Talking to machines
What does it take
State-of-art speech recognition technology is based on statistical models of human speech, and computations performed on digitized speech signals. Every machine that must respond to speech must be able to capture speech, digitize it, and perform these computations. Recognition of speech can be done through software or hardware. While the technology for software-based speech recognition is fairly advanced, only recently have researchers endevoured to create silicon chips that can perform large scale recognition. The scale of recognition is related to the number of words and the complexity of language that can be handled by a speech recognition system. So far, very small scale systems have been deployed in commercial applications quite successfully (such as voice-dialing on cellphones). These are a combination of hardware and software based systems, and are called embedded systems.

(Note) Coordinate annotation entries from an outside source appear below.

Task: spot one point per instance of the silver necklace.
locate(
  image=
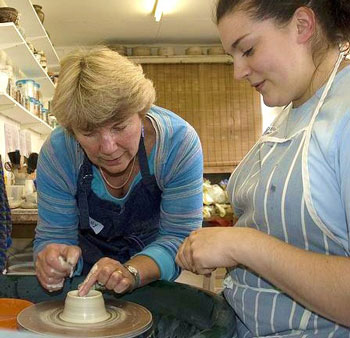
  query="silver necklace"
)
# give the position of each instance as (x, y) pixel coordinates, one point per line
(127, 180)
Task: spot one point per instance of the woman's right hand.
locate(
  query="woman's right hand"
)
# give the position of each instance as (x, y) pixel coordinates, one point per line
(54, 263)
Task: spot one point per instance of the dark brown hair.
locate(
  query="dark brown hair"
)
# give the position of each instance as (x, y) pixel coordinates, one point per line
(333, 16)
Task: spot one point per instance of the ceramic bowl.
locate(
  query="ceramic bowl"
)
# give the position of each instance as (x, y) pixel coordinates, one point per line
(88, 309)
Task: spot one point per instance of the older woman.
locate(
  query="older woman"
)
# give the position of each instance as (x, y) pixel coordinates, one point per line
(119, 183)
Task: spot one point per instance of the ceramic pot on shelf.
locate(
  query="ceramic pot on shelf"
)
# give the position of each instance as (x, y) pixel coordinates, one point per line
(40, 13)
(9, 14)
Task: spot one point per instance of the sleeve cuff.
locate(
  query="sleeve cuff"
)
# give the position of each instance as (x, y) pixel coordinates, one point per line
(164, 260)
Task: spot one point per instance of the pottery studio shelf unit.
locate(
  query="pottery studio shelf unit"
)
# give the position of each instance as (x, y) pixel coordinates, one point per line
(35, 31)
(17, 50)
(15, 111)
(15, 46)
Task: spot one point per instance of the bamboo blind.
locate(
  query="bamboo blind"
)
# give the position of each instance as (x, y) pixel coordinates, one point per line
(225, 113)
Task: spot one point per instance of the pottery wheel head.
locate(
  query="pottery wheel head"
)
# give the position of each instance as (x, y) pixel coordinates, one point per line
(123, 320)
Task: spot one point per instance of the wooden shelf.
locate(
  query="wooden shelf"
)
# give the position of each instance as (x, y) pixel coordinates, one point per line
(182, 59)
(35, 31)
(13, 110)
(19, 53)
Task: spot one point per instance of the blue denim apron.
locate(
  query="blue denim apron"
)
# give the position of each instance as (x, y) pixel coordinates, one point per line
(107, 229)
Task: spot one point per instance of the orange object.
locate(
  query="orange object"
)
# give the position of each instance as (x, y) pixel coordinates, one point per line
(9, 309)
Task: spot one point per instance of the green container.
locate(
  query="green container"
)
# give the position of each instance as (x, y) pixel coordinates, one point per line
(179, 311)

To enable a machine to understand and respond to speech, a suitable system that can be integrated with the machine needs to be developed. In addition, the response to speech can be a series of actions ranging from simple switching actions to complex task completion, and even through sysnthesized speech. The response mechanism must also be designed and integrated into a machine. The strategies used for all these very from application to application, and can be quite subjective even for a given machine, if it is to be used by human users that speak different langauges differently.
Machine categorization
The world of machines can be categorized and summarized in many ways. It all depends on the perspecive. From the speech recognition and response perspective, machines can be categorized most coarsely into those that are capable of high-level computing, and those that have very limited processing power. Each of these can be categorized as those that are mobile and those that are immobile, and all of the above can be categorized as those that communicate to other machines and those that don't. Why is this categorization efficient? It helps us take the first step towards creating a design for an application-specific system. It provides a simple yet strong perspective from which we can work. A mobile machine with a very limited set of resources can still perfrom large scale tasks if it can communicate with a powerful machine. In this particular case, we have an instance of distributed speech recognition. Imagine using your cellphone to browse the word wide web through voice - the categorization immediately suggests that this application must be designed for distributed speech recognition and response.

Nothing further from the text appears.